Leonardo Boff y Jon Sobrino, pensadores emblemáticos de la teología latinoamericana, en sus más recientes escritos insisten en la necesidad que tiene el mundo de construir familia humana. El primero sostiene que el rescate del otro es la base de la hospitalidad; y que ésta se expresa como cultura de la compasión para con todos cuantos sufren, y como cultura de la cooperación y solidaridad universal que nos permite a todos vivir en la casa común que es la Tierra. Sobrino, por su parte, plantea que la misericordia es la que mejor define al ser humano cabal (íntegro); produciendo sentimientos de cercanía, solidaridades concretas, defensa de las víctimas, estima y cordialidad mutas, dar y recibir lo mejor que tenemos, y práctica compasiva eficaz.

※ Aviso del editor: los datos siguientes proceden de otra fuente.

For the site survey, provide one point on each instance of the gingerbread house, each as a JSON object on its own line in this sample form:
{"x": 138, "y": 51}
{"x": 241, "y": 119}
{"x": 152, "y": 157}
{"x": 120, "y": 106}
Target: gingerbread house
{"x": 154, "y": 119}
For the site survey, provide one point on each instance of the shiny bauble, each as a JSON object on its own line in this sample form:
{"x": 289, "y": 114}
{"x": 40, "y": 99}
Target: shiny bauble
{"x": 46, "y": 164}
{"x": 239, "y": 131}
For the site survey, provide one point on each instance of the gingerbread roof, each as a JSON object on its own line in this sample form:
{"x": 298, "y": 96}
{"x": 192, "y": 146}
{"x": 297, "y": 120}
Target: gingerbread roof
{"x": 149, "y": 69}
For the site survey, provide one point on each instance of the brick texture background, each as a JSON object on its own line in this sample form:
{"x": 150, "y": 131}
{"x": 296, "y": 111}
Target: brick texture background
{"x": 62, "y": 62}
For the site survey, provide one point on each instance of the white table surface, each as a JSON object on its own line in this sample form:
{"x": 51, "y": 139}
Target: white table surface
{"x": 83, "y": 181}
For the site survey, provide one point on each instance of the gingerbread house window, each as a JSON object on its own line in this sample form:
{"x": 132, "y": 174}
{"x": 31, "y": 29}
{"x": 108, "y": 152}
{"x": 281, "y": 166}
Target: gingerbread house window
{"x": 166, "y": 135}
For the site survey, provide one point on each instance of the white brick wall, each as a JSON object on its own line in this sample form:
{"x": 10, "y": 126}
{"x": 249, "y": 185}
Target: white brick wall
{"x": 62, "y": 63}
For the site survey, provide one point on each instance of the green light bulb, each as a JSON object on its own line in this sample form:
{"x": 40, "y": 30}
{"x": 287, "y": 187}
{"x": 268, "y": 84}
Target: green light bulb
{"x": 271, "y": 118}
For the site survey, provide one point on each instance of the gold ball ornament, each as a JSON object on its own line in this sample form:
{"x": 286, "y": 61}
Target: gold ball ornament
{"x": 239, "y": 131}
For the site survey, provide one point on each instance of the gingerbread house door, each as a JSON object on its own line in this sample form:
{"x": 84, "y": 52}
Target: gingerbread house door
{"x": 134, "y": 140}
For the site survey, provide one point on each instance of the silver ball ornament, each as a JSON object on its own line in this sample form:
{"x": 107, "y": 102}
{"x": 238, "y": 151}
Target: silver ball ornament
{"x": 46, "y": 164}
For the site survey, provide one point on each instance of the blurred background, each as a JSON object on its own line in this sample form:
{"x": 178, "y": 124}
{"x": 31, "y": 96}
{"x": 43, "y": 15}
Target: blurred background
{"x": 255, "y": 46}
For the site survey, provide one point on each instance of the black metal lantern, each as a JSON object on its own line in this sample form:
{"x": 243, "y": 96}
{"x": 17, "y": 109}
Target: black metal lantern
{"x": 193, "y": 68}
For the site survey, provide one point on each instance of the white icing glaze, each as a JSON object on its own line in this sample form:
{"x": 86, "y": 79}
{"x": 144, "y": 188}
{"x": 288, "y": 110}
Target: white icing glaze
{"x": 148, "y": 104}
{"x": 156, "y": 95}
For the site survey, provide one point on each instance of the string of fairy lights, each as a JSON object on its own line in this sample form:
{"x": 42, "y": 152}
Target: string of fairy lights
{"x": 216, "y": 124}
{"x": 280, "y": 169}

El caso de los 33 mineros rescatados en Chile es un buen ejemplo de expresión de lo mejor del ser humano del que debemos aprender todos y todas. Y una de las primeras lecciones, claro está, es que los trabajadores son más importantes que los bienes extraídos de las minas. El mismo Presidente chileno ha afirmado que "la gran riqueza de Chile no es el cobre, sino los mineros". En ese sentido, queda por ver si en verdad se es coherente con esa lección. El Gobierno chileno ha prometido que no quedarán impunes los responsables de la inseguridad laboral con la que se operaba. Asimismo, se ha comprometido a mejorar el sistema, actitudes y procedimientos de la seguridad laboral, para resguardar de mejor manera la vida, salud e integridad corporal de los trabajadores no sólo de las minas, sino de las diferentes áreas productivas. En esas promesas hay un reconocimiento implícito de que la explotación desmedida de personas y recursos es una realidad que debe frenarse, y a la vez hay también un reconocimiento ahora explícito de la necesidad de hacer central la vigencia efectiva de los derechos económicos y sociales de los trabajadores y trabajadoras. Y eso, obviamente, no sólo en Chile, sino en el mundo; de ese modo construimos un entorno humano que se rige por la justicia y la solidaridad.